Seit wann mochte Robert üppige Hintern?

«Sie zittern, Madame. Ist Ihnen kalt?», fragte Annabelle.

«Nein, nein. Alles bestens», antwortete Claire eine Spur zu kühl.

Da ertönte wieder das liebliche Klingeln der Türglocke.

Claire zuckte innerlich zusammen.

Sie hörte Roberts Stimme von ferne.

Annabelle steckte flink eine Nadel ins Nadelkissen zurück. «Darf ich ganz rasch den Kunden begrüssen, Madame?», fragte sie. «Es dauert nur eine Sekunde.»

«Natürlich», stiess Claire hervor.

Annabelle rauschte davon.

Claire versteckte sich hinter dem roten Samtvorhang, der den Umkleidebereich vom Verkaufsraum trennte.

Sie hielt die Luft an.

«Bella!», hörte sie Robert begeistert ausrufen.

«Berti, wie schön!», entgegnete Annabelle.

Claire spürte einen heftigen Stich in der Brust.

Sie wagte einen Blick in den Verkaufsraum. Robert war gerade dabei, die Sofa-Frau leidenschaftlich auf den Mund zu küssen.

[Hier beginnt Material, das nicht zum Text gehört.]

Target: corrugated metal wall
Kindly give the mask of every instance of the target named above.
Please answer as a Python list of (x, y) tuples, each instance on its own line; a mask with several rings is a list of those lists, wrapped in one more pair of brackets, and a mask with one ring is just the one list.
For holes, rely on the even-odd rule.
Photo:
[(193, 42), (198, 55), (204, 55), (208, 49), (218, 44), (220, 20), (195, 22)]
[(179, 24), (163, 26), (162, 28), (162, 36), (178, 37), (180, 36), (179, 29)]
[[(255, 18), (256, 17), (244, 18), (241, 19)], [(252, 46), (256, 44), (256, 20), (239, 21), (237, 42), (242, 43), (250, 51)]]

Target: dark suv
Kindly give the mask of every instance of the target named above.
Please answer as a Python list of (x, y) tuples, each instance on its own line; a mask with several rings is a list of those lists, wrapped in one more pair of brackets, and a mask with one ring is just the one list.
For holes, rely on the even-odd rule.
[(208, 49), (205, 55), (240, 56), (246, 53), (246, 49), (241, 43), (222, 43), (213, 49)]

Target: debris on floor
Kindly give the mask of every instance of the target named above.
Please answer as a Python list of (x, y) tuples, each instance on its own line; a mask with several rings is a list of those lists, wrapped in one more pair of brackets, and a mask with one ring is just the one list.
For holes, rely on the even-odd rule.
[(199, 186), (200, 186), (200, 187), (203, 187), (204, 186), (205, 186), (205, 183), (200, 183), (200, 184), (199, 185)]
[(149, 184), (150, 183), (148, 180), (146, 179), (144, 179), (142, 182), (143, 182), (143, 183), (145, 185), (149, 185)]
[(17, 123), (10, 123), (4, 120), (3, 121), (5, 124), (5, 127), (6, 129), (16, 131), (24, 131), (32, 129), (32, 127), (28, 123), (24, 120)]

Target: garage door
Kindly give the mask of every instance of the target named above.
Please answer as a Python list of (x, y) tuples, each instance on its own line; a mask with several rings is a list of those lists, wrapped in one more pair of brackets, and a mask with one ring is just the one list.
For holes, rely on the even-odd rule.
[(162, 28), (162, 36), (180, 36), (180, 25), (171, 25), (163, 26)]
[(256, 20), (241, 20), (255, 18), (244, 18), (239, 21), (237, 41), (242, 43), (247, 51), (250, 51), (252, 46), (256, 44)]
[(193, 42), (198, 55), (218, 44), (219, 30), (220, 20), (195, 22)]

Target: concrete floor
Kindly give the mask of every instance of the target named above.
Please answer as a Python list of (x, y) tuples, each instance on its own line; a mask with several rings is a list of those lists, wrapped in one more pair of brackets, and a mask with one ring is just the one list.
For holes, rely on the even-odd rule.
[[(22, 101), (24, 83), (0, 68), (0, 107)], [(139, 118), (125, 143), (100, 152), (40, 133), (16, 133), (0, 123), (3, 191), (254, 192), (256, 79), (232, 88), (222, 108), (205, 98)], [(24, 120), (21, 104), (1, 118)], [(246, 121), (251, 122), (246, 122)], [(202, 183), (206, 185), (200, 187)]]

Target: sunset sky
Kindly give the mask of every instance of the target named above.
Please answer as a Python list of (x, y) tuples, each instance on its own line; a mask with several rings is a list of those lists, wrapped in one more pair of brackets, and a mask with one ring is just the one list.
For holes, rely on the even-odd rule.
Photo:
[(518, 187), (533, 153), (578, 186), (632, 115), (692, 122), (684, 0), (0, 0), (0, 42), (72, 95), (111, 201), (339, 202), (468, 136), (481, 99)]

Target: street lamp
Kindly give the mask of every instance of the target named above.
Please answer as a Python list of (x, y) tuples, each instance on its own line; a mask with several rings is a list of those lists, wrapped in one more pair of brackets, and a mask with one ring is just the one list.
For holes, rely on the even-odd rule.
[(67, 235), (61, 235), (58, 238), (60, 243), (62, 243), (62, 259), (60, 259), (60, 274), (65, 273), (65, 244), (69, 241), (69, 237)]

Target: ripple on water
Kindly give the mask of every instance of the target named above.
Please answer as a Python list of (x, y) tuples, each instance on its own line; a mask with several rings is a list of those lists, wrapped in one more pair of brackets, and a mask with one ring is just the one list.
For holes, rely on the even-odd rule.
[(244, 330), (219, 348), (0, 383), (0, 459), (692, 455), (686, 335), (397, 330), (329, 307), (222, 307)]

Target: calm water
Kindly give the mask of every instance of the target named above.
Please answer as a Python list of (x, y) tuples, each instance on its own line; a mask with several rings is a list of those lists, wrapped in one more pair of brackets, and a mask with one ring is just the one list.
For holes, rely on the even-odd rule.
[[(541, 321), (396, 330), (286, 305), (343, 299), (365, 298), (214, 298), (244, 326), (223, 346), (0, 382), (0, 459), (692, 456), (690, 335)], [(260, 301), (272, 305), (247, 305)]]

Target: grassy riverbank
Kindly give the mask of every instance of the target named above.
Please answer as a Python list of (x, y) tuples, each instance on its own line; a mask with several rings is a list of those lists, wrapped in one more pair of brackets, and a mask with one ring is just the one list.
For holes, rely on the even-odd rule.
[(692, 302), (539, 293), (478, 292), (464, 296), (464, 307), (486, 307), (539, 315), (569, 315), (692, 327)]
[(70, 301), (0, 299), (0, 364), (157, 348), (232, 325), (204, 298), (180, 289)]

Claire blieb die Luft weg.

Das Bustier kam ihr wie ein zu eng geschnürtes Korsett vor.

Sie sah, wie Lottchen zwei auf ihren Vorhang zusteuerte. «Frau Falcone, Ihr Gatte wird bestimmt auch bald eintreffen! Ein lustiger Zufall übrigens: Soeben ist ein anderer Herr Falcone vorbeigekommen – auch ein Stammkunde.» Sie kicherte vergnügt und warf ihr Haar mit einer schwungvollen Handbewegung zurück.

Claire sah, wie Robert erstaunt den Kopf hob und Annabelles Hüfte losliess.

Ihre Blicke trafen sich.

«Claire? Was …» Sie sah das Entsetzen in seinen Augen.

Lottchen zwei schlug sich die Hände vor den Mund.

Claire trat langsam hinter dem Vorhang hervor.

Ihr Gesicht war zu einer Maske erstarrt.

Nach zwei, drei langen Sekunden setzte sie sich in Bewegung.

Sie wollte nur noch weg, raus aus dieser unglaublich demütigenden Situation.

Ohne Robert und Annabelle eines weiteren Blickes zu würdigen, stolzierte sie raschen Schrittes an ihnen vorbei und steuerte auf den Ausgang zu. Es würde zumindest ein gebührender Abgang werden. «Lügner», zischte sie, als sie die Glastür aufstiess.

Ein ohrenbetäubender Lärm riss sie beinahe zu Boden.

Sie konnte sich gerade noch an der Tür festhalten und wirbelte herum.

«Madame, der Diebstahlalarm! Ihr Kleid ist noch gesichert», kreischte Lottchen eins und machte ein weinerliches Gesicht.

Ein Albtraum!

So etwas konnte nur ihr passieren!

Claire musste gesenkten Hauptes in die Umkleidekabine zurückgehen, um den schwarzen Seidentraum gegen ihr rotes Strickkleid auszutauschen. Wie durch eine Glasscheibe hindurch hörte sie Roberts Flehen und Bitten vor der Kabine: «Kleines, das hätte nicht passieren dürfen. Es wird nie wieder vorkommen. Du musst mir verzeihen. Bitte.»

Als sie nicht antwortete, wurde sein Tonfall vorwurfsvoll: «Wie kommst du eigentlich auf die Idee, mir nachzuspionieren? Mich reinzulegen?»

Claire blieb stumm.

Sie strich ihr Kleid glatt, packte ihre Handtasche und stürmte an Robert vorbei. Diesmal blieb auch der Alarm stumm, als sie durch die Ausgangstür in die Schildergasse stürzte.